The ProtoDiscovery™ platform has been successfully applied to a diverse range of drug discovery projects, both partnered and in-house. A number of brief summaries relating to recent projects are described below:
An X-ray structure of a nuclear hormone receptor was used as the start point to identify novel agonists of this target using ProtoBuild. The software approach identified 3 new scaffolds which were deemed to be novel in the field. One scaffold was synthesised and was found to exhibit higher potency than other marketed compounds against the same receptor. The project was completed within 3 months.
An active molecule series had been identified and all obvious SAR had been generated. An x-ray structure was available of the target but no co-crystal solved of the active lead. ProtoBuild™ was used to dock the active compound and design replacements for a key part of the active molecule. Eight compounds were recommended for synthesis; 5 compounds were made and 3 showed greater activity than the original compound and provided new chemotypes for further development.
Identification of new actives were required against an enzyme target with an available crystal structure. ProtoScreen™ was used to screen ~3 million compounds against the target from which 140 novel compounds were selected for testing. Fourteen of the compounds showed good activity with the best compound showing an affinity of 88nM for the target. The compound is currently being optimised using medicinal chemistry and virtual library generation approach.
5-HT1A agonists are currently marketed for anxiety (e.g. Buspirone). There is a requirement to design new 5-HT1A agonists with better selectivity profiles than such market compounds. ProtoScreen™ was used to screen 3 million compounds against an agonist-based GPCR model. Of 51 compounds selected for testing 37 compounds were active at 10µM and 4 novel low potent series identified (<50nM). The compounds were confirmed as agonists in activity assays. The hit finding phase of the project was completed in 3 months. One of the series has now been optimised into a very potent novel and selective 5HT1A agonist.
A virtual screening campaign was conducted using ProtoScreen™ approach against a protein-protein interaction identified as a novel potential anti-infective target. The screen of 5M compounds resulted in the testing of 86 compounds of which at least 6 showed good activity and some of which were start points for current clinical studies.
Optimisation of a portion of an existing lead inhibitor was required to overcome IP issues and improve the existing PK profile.
A virtual library approach was undertaken with a synthetically accessible library of ~6,000 compounds enumerated and docked using ProtoScreen™ to the target site. Careful examination of patents and literature was used as an initial filter to flag compounds that were outside existing IP. From the docking scores a shortlist of 100 compounds were marked for synthesis and testing.

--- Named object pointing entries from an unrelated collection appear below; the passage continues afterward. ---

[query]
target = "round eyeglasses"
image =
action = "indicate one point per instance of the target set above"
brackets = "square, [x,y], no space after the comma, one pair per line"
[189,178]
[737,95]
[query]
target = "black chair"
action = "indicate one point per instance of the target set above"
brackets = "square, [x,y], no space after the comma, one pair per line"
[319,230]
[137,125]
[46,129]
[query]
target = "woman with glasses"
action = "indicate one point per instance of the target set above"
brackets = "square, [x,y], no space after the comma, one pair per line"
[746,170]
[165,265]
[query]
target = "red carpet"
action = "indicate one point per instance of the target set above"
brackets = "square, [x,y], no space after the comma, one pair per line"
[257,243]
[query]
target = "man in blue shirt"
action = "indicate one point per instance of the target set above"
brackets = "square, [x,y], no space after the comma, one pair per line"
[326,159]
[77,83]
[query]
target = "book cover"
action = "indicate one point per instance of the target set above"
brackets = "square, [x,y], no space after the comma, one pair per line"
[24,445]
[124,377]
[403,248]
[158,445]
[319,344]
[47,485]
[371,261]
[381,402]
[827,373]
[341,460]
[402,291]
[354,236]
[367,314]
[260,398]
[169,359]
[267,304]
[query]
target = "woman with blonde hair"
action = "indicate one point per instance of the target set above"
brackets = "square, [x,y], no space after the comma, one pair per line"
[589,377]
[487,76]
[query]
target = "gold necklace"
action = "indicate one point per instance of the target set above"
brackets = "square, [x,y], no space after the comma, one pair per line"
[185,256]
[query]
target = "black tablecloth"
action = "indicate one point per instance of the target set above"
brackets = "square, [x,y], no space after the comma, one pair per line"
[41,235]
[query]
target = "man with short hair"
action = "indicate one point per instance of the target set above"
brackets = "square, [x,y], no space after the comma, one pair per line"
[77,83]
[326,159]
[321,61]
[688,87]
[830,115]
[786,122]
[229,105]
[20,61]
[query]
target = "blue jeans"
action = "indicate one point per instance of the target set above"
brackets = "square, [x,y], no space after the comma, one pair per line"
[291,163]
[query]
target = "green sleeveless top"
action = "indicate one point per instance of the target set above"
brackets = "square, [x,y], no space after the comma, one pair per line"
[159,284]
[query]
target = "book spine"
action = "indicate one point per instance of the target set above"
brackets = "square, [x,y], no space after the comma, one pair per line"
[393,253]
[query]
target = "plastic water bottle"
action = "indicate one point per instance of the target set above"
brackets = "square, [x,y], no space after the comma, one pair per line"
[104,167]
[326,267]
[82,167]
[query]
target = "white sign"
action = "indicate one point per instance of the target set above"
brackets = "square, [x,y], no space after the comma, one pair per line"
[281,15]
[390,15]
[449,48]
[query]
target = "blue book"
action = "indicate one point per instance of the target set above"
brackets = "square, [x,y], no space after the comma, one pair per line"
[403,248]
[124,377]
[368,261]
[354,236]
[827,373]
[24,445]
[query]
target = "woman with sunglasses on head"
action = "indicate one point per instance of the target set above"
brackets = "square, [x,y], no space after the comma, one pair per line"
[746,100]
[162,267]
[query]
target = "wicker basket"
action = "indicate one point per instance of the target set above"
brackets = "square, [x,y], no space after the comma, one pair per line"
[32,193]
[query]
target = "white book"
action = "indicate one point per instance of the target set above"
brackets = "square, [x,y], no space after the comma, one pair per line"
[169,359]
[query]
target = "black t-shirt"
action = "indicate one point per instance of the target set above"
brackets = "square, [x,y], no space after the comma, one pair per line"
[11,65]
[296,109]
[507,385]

All compounds synthesized had activities ranging from µM to nM, giving valuable SAR. A small number of control compounds, not selected, were inactive. This approach allowed the rapid, cost-effective generation of novel compounds and the exploration of compounds with alternative PK properties to the lead. It was subsequently found that the predicted pose generated with ProtoScreen™ matched the actual pose of the inhibitor in a proprietary co-crystal structure.
ProtoClassify™ was used to create a model able to discriminate between a set of known actives and random molecules for an aminergic GPCR target. The model was used to identify 11 candidates for testing from a library of ~3 million compounds [PCD]. Of these compounds 6 were confirmed as active on testing with the best compound showing an activity of 80nM.